Junts per Catalunya ha decidido separarse del pacto por el catalán en la escuela. Es una rotura histórica. El binomio escuela-lengua ha sido un pilar del catalanismo como mínimo desde 1908, cuando el Ayuntamiento de Barcelona presentó su famoso Presupuesto de Cultura, que finalmente no prosperó, pero que abrió camino. La Mancomunidad, la Generalitat Republicana y la Generalitat recuperada han tenido en la escuela un eje para conseguir la cohesión social a través del catalán como elemento integrador. En los tres casos, mandaran las derechas o las izquierdas, un anchísimo consenso político y ciudadano lo ha hecho posible. Se ha tenido como un pilar básico, fundamental. La escuela en catalán es en la sociedad catalana lo que la monarquía sería a la española. España se identifica con el símbolo de la institución más alta, suprapartidista; Catalunya lo hace con el símbolo de una institución de base, ciudadana, al margen de partidismos. Son dos amplios consensos de naturaleza diferente que retratan el carácter de cada país.

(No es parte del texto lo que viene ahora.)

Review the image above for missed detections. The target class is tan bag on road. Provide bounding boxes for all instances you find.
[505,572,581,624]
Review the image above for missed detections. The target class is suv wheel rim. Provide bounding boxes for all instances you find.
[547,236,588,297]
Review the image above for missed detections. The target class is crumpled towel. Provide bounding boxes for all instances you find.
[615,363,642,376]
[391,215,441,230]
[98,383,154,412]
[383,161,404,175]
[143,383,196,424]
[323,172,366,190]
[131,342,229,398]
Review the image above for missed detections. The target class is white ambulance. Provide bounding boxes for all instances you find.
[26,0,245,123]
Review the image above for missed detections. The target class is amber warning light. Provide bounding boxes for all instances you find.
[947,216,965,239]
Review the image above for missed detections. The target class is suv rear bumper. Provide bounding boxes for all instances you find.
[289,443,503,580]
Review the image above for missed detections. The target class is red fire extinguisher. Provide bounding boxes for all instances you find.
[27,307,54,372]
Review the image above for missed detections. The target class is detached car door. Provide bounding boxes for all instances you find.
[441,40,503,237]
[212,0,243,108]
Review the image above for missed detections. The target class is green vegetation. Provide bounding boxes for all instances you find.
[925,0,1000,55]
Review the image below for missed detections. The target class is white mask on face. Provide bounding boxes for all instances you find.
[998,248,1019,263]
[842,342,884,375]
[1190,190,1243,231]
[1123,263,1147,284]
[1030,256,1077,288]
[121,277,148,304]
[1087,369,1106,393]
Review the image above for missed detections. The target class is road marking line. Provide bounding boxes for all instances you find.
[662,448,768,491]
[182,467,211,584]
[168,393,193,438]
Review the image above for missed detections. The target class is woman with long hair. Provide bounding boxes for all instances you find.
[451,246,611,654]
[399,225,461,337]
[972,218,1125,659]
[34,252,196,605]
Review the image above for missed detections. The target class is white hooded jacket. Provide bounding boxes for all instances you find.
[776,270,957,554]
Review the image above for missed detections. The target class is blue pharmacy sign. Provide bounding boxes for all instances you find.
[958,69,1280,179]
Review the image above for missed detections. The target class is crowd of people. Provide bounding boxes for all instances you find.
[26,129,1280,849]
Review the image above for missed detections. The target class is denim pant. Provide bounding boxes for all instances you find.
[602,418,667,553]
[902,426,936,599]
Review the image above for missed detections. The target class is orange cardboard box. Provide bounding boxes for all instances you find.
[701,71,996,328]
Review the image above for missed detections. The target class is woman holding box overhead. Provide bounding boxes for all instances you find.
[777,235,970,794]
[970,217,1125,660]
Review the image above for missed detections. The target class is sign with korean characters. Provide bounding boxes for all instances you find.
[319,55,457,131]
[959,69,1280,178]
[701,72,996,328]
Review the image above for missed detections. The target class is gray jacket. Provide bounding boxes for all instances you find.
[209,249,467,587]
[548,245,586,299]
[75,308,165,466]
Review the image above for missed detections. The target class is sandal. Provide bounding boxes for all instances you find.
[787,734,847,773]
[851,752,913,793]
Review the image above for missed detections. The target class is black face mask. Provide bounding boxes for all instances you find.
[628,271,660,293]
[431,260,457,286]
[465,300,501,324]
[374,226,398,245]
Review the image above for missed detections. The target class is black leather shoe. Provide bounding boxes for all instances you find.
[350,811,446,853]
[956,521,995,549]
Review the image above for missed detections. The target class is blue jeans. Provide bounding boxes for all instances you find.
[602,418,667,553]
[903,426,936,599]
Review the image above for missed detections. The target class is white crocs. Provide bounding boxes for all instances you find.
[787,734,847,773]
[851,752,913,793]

Por eso el gesto inédito de Junts resulta tan inquietante. Porque rompe con un consenso troncal. La explicación es que el independentismo de Junts tiene un poso ideológico rupturista no ya con España, sino con el propio catalanismo. Pero una cosa es romper con el gradualismo estratégico histórico del catalanismo y otra muy diferente es situar en el centro de la batalla el espacio preservado de la escuela catalana, solo profanado por el españolismo político y mediático. A pesar de que el triplete Cs, PP y Vox no han conseguido, en las últimas décadas, movilizar a las familias contra una enseñanza con el catalán como lengua central, sí que han obtenido el favor de los tribunales, que han ido haciendo hueco para laminar el carácter del idioma propio como lengua vehicular de la enseñanza a partir de la sentencia de 2010 del Constitucional contra el nuevo Estatuto, que abría las puertas a hacer del castellano una segunda lengua vehicular. El resultado son unas sentencias, como la del TSJC sobre la obligación de impartir un 25% de horas en castellano, que desmontan un sistema de éxito tanto académico (hace décadas que todos los chicos y chicas acaban la educación obligatoria con los niveles requeridos de catalán y castellano) como convivencial.
Ante esto, ¿qué hacemos? La mejor respuesta tiene que ser mantener la escuela catalana como un pilar, como el fruto de un gran consenso mucho más allá de las ringleras del independentismo. Porque la escuela catalana, con el idioma propio como prioritario, tiene que continuar siendo un proyecto compartido por el grueso del país. Esto no se puede perder. La minoría que busca la confrontación y que no acepta la necesidad de una especial promoción del catalán tiene que continuar siendo esto, minoritaria y excéntrica, extrema. Todo lo que sea romper esta unidad como garante del modelo de escuela catalana es un peligro, es abrir la caja de Pandora. Los juristas avalan la fórmula que se había pactado y de la cual Junts finalmente se ha desmarcado: la reforma de la ley de política lingüística. El sentido común aconseja darle una oportunidad. Y sobre todo mantener la unidad por mucho que cueste negociarla.